### Ch5_Q09
We will now consider the Boston housing data set, from the ISLP 
library.

In [1]:
!pip install ISLP



In [46]:
import numpy as np

#### (a) Based on this data set, provide an estimate for the population mean of medv. Call this estimate $\hat{µ}$.

In [47]:
from ISLP import load_data

df = load_data('Boston')
mu_hat = df['medv'].mean()
print("Estimated mean (mu_hat):", mu_hat)

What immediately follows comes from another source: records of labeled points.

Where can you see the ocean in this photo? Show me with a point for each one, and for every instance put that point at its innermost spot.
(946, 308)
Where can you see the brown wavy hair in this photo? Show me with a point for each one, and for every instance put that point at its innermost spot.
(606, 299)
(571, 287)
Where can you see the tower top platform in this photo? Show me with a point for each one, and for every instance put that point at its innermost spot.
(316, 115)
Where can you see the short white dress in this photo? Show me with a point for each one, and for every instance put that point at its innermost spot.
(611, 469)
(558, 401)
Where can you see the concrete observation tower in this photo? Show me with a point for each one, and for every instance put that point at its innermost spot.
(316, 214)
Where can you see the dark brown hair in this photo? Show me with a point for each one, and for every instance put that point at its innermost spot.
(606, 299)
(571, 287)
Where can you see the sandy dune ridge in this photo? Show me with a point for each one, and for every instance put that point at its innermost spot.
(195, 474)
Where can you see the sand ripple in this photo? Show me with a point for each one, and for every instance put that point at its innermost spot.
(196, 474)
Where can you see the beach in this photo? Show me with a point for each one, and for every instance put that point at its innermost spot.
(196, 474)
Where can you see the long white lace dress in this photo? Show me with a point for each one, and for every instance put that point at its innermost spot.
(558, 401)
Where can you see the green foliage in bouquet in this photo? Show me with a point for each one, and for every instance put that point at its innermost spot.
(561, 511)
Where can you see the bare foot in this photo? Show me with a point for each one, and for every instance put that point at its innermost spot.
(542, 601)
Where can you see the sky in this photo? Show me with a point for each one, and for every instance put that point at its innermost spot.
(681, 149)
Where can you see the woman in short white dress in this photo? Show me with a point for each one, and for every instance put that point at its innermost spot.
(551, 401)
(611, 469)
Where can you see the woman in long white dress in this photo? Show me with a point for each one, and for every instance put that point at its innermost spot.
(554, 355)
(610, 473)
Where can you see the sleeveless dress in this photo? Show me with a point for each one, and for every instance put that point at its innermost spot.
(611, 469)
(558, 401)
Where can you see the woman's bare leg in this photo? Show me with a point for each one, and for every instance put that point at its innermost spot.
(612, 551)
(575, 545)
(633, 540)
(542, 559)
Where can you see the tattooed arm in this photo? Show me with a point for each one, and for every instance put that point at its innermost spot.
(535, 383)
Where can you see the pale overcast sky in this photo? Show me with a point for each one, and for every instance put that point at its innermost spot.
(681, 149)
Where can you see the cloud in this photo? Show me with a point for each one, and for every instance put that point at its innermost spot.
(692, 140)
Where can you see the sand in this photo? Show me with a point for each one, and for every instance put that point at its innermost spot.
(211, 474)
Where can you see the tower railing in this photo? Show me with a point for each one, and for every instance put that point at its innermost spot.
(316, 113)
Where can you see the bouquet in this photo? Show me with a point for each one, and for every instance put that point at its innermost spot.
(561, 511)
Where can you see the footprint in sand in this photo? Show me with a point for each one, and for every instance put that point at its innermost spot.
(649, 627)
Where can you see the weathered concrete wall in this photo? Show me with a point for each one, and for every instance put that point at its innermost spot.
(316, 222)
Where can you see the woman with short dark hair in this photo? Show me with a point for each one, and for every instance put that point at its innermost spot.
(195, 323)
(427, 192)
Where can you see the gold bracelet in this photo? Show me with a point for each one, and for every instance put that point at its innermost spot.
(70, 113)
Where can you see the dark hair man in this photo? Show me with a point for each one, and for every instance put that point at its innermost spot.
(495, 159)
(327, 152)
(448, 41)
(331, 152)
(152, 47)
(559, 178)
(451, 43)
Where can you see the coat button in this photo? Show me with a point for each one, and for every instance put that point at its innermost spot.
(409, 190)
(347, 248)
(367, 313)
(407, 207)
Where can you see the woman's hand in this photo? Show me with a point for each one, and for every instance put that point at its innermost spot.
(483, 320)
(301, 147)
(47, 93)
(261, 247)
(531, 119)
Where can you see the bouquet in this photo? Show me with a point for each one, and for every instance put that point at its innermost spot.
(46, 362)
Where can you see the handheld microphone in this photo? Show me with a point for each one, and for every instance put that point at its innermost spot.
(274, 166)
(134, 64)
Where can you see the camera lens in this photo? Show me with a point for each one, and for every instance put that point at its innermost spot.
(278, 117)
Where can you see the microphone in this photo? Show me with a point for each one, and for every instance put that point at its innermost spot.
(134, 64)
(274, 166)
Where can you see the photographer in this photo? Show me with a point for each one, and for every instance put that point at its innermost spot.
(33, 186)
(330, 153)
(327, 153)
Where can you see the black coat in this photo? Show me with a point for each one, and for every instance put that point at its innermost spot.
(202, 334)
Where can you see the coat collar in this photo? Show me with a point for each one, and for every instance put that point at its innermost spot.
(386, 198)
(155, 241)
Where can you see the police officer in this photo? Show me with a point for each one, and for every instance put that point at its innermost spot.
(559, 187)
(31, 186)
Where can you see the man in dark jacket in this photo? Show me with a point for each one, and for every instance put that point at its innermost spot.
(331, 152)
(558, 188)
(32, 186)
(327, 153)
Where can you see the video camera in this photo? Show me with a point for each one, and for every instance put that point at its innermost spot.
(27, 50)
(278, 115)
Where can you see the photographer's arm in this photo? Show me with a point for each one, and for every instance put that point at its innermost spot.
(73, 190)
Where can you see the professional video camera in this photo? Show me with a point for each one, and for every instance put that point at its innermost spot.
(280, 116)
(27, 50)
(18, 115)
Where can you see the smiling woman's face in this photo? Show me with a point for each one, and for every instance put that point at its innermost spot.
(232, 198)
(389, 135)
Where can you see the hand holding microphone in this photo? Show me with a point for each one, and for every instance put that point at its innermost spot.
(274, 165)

Estimated mean (mu_hat): 22.532806324110677


#### (b) Provide an estimate of the standard error of $\hat{µ}$. Interpret this result. 
*Hint: We can compute the standard error of the sample mean by dividing the sample standard deviation by the square root of the number of observations.*

In [48]:
std_error = df['medv'].std() / np.sqrt(len(df['medv']))
print("Standard error of mu_hat:", std_error)

Standard error of mu_hat: 0.4088611474975351


The standard error provides a measure of the variability of the sample mean estimate. Smaller values indicate that the sample mean is more precise, while larger values suggest that the sample mean is more uncertain.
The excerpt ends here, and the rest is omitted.